Para quem, como eu, dedica parte relevante da sua vida profissional à Universidade desde 1989 - ou seja, há quase vinte anos - esta constatação é bastante incómoda.

Onde vemos a Universidade como uma missão conventual a ser conduzida por alguns iniciados, aqui ela é aberta à sociedade e ao mundo; onde os docentes se cansam a construir patamares de inacessibilidade e distanciamento, aqui estão permanentemente disponíveis (pessoalmente, quase todo o dia, ou por mail em não mais de 24 horas após a solicitação); onde a Universidade é construída como espaço de conhecimento puro em função da investigação, aqui é construída como espaço de ensino em função do aluno; onde as instalações são frias, despidas e inóspitas, aqui são quentes, agradáveis e bem decoradas; onde os Professores são mal pagos e pouco valorizados, aqui são bem pagos e respeitados; onde não existe um mercado de Professores, aqui o sistema é totalmente concorrencial, ocorrendo sistemáticas transferências de docentes; onde existem vagos polidesportivos, aqui existe um moderno ginásio totalmente equipado que faz inveja a qualquer outro ginásio que conheça; e mais, mais, mais.

Um jovem Assistant Professor, nos primeiros patamares da sua carreira docente, ganha aqui, fora regalias, cerca de 100.000 USD; um Professor ganha mais ou menos o dobro. Situações especiais são tratadas como especiais, e nas circunstâncias certas em que a Universidade queira mesmo contratar um docente, estes números podem, em concreto, ser aumentados 40, 50% ou até mais. Mais interessante é constatar que só em Washington há mais de uma dúzia de Universidades e que os números - todos eles públicos - revelam que em algumas deles um Assistant Professor pode ganhar cerca de 50.000 USD e um Professor 75.000 USD, ou seja, menos de metade.

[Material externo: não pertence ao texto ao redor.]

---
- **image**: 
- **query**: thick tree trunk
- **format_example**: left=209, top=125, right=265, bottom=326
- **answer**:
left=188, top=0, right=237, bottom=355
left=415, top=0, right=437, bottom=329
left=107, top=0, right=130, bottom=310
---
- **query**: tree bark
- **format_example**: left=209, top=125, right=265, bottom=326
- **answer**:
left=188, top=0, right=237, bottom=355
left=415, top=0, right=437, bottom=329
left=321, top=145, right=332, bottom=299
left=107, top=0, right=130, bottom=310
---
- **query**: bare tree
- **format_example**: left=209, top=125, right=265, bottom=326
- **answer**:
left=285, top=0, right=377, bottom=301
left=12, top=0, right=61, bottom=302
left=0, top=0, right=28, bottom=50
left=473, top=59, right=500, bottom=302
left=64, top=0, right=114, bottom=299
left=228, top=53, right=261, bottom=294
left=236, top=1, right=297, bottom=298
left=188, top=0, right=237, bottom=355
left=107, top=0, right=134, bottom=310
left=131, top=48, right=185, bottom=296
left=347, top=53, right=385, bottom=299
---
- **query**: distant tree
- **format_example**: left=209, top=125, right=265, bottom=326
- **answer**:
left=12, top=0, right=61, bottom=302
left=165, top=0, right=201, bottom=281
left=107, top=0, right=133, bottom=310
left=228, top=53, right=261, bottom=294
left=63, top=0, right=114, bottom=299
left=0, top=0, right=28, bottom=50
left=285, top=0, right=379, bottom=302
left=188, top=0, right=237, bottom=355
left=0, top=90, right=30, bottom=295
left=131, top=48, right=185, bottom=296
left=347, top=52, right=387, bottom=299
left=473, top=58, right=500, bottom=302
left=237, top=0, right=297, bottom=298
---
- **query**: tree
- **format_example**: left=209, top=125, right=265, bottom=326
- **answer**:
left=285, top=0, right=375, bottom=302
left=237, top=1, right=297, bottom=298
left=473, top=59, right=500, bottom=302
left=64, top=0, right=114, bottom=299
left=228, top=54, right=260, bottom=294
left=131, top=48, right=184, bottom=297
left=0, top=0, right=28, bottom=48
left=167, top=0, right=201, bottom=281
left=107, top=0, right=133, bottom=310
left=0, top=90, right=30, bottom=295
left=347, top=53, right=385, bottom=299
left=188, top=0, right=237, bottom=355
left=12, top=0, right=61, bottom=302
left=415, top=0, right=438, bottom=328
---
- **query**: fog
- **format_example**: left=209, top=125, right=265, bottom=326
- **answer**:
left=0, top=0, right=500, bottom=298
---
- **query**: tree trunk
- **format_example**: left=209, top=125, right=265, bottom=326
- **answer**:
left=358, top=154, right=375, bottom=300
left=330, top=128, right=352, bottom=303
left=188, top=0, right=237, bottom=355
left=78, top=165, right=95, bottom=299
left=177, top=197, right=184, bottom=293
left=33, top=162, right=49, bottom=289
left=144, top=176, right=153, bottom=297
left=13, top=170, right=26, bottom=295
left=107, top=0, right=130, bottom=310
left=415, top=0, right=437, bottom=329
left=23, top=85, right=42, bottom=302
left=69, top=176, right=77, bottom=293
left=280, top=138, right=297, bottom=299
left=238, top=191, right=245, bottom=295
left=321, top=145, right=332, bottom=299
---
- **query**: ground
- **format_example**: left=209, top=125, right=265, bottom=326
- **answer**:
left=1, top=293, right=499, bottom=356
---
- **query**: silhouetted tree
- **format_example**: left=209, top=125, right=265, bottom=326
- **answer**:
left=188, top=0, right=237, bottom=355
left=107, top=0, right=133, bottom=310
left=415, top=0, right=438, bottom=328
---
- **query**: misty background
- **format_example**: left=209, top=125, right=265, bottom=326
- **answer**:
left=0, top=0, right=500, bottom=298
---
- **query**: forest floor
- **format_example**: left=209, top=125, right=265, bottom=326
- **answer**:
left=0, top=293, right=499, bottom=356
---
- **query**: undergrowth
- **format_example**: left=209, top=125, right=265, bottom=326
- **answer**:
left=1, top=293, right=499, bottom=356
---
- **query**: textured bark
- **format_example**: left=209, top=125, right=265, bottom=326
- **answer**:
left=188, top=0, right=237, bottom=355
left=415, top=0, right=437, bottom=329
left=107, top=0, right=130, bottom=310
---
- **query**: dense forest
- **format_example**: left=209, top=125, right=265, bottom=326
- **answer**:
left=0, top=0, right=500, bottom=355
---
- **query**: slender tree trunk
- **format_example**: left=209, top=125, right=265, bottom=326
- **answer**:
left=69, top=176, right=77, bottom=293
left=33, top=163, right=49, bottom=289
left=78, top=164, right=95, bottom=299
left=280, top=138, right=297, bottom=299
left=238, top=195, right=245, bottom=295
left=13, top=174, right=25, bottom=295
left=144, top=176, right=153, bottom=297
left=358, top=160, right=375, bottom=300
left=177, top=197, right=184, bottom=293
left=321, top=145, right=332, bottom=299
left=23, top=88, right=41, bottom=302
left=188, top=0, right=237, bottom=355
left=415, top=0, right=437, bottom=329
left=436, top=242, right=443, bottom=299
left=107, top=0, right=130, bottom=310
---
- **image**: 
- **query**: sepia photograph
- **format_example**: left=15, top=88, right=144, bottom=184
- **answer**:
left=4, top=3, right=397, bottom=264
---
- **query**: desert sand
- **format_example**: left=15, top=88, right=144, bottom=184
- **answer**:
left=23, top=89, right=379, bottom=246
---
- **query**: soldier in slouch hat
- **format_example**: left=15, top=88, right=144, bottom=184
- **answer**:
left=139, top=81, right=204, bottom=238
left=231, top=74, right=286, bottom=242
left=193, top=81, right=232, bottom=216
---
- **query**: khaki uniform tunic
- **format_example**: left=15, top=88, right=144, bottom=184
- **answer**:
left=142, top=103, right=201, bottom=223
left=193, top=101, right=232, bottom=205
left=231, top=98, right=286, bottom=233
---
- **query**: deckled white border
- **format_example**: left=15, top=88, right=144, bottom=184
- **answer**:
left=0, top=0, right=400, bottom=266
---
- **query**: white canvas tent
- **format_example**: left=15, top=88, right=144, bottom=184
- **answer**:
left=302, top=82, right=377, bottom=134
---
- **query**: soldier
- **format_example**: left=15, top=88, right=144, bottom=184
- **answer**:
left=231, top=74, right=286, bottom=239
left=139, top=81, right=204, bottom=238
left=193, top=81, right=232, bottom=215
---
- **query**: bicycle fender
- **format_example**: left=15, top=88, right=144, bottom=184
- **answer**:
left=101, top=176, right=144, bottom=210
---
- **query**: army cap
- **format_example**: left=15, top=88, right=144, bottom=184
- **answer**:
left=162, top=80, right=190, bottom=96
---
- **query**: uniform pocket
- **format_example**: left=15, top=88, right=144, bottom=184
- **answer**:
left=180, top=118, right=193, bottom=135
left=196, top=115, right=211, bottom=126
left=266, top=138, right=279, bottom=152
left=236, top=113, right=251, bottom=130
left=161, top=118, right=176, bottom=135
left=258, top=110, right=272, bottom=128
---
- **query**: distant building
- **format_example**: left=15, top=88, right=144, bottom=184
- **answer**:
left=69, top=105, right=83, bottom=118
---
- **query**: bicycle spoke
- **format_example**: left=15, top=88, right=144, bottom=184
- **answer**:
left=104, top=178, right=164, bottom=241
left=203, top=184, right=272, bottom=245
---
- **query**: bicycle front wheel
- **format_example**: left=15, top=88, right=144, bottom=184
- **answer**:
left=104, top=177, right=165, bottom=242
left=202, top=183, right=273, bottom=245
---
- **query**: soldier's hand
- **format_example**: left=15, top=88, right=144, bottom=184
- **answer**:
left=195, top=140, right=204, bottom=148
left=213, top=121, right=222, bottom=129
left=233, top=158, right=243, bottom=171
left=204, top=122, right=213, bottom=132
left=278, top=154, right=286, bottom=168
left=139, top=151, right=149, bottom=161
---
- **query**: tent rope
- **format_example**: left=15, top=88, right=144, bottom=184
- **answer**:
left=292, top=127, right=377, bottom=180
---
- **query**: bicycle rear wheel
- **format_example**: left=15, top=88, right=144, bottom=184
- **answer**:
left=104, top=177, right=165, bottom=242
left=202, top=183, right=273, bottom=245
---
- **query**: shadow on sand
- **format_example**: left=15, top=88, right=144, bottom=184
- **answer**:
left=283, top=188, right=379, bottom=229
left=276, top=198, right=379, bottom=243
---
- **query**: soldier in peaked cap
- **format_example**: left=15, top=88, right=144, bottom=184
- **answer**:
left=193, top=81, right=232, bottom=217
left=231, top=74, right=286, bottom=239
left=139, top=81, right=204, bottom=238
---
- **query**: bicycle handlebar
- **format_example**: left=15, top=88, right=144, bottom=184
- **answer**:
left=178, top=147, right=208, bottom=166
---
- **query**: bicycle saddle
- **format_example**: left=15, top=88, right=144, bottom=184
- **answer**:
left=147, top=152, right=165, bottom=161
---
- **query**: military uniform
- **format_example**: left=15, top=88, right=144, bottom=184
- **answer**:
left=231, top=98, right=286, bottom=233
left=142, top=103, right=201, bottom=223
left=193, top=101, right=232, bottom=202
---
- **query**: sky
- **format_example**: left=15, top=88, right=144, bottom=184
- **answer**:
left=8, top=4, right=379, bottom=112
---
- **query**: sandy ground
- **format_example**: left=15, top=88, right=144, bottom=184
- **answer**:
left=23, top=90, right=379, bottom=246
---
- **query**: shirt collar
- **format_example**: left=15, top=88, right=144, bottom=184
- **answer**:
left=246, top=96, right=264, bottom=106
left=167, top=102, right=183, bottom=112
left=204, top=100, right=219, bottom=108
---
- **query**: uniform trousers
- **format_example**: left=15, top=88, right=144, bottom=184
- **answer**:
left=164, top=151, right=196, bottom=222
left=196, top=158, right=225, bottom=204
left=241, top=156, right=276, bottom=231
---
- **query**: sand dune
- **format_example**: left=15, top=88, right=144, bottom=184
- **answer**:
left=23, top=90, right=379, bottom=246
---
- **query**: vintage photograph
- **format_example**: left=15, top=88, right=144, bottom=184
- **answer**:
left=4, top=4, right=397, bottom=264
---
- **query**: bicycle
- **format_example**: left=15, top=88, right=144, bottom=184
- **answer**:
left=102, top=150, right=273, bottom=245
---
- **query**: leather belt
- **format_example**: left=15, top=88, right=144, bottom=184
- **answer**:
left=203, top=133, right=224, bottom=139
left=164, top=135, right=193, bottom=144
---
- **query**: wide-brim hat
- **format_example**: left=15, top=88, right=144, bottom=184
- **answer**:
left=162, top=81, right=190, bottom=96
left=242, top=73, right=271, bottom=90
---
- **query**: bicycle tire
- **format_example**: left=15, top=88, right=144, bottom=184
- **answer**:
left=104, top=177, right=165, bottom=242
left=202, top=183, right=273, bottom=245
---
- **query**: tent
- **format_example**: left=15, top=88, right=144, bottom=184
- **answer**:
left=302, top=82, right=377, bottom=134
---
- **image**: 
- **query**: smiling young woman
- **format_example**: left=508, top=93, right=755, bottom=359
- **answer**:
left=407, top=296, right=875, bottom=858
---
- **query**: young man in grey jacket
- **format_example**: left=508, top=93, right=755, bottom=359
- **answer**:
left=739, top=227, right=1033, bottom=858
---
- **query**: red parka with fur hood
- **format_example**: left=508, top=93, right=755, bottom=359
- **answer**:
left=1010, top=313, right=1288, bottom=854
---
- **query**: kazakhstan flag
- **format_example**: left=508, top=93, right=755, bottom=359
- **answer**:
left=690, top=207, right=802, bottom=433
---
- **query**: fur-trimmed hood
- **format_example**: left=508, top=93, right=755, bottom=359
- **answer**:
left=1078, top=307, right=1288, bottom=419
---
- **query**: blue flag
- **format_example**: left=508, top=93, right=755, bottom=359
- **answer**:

Diga-se, para os menos atentos, que em Portugal um Professor Catedrático, nos últimos patamares da carreira docente, ganha cerca de €45.000 por ano. Seja bom ou mau docente, seja bom ou mau investigador, trabalhe muito ou pouco, esteja na melhor ou na pior Universidade. Em cima disto e das nefastas consequências de um sistema tabelado, acumulamos uma espiral de perversões de carreira, como seja a dinamização da promoção do docente pelo número de vagas e não pela carreira científica do próprio. O resultado é que o esforço não é exigido - o que se pode exigir de investigação, publicação, organização das aulas, a um brilhante e requisitado Assistente-estagiário a quem se paga menos de €17.000 por ano? - é nobremente oferecido por quem o quer oferecer. E, faça-se a justiça, são muitos os que o fazem.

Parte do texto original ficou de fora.